The model also prints out when it is writing output raster files, such as water depths, elevation difference etc. These files are outputted to the directory specified in the parameter file.

Outputs

HAIL-CAESAR generates similar outputs to CAESAR-Lisflood, i.e. a timeseries text file of the water discharge, and sediment fluxes; as well as raster files for water depths, elevations, erosion amounts, and so on. These can be outputted at an interval specified in the parameter file. Output files can be saved in ascii (.asc) form only currently.

DEM preparation

Important

You will need to check your DEM is correctly formatted before use. LSDCatchmentModel has specific requirements about DEM layout.
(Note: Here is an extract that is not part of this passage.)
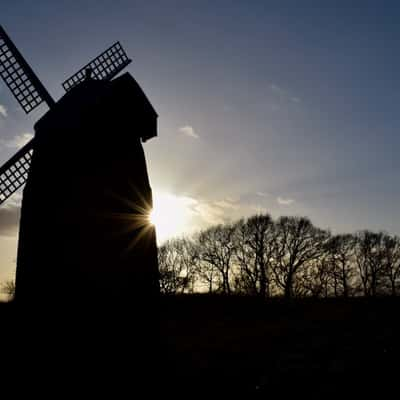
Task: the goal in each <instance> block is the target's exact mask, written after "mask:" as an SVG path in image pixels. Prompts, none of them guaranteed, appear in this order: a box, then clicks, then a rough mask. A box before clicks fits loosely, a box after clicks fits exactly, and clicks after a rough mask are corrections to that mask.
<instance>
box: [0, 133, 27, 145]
mask: <svg viewBox="0 0 400 400" xmlns="http://www.w3.org/2000/svg"><path fill="white" fill-rule="evenodd" d="M32 138H33V134H32V133H29V132H25V133H21V135H17V136H14V137H13V138H12V139H10V140H5V139H1V140H0V145H3V146H5V147H8V148H11V149H20V148H21V147H23V146H24V145H25V144H27V143H28V142H29V141H30V140H31V139H32Z"/></svg>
Currently, you will have to prepare your own DEM as a separate stage in the workflow. (Using whichever GIS tool you like, or preferably our own software!). The DEM should be set up so that one side of the catchment will act as the flow exit point. If you do not have the intended catchment outlet point touching one of the DEM edges, you will get unrealistic pooling of water and flood the entire catchment, as water will not be able to leave the model domain. In other words: There should be no ‘NODATA’ values between the intended outlet cell(s) and the edge the DEM file. This is very important for the model to work correctly. You may have to rotate your DEM or add on a channel artificially so that your catchment has a suitable outlet point at one side of the DEM file.

Note

The model will actually route water off all edges of the catchment, if the geometry of your catchment allows it. This might be fine for your intended use, but note that the discharge timeseries file will report total water discharge and sediment output as a total from ALL edge cells, not just the ones you think are the main catchment outlet point. As a side effect, you can use the model to simulate range scale runoff and multiple catchments, just be aware that you will get one value for total discharge for the whole DEM.

Technically, the DEM doesn’t need to be pit-filled, but it may be worthwhile to do so as parts of the model can be sped up when the catchment is in a low-flow or steady-flow state. Again, it depends on your intended usage of the model.

Model run time controls

A sample parameter file is provided for the Boscastle floods simulation. This is a 48-hour simulation using a 5m DEM, over a catchment 3km x 5.5km (about 700000 grid cells). It will take about 2-3 hours to run on a mid-range Desktop machine. (You can dramatically speed this up by using a coarser DEM.) Number of domain grid cells is the main control on compute time. With a multi-core machine, the run time can be significantly reduced, depending on the number of cores you have.

Tip

If running in a multi-core environment, you can get this down to around 11 minutes using a 48-core machine.!

Note that some of the parameters in the paramter file will have an effect on model run time. For example: in_out_difference, courant_number, and many of the minimum threshold values for flow and erosion can all be tweaked to get model speed up in some way. See the parameter file guide for advice.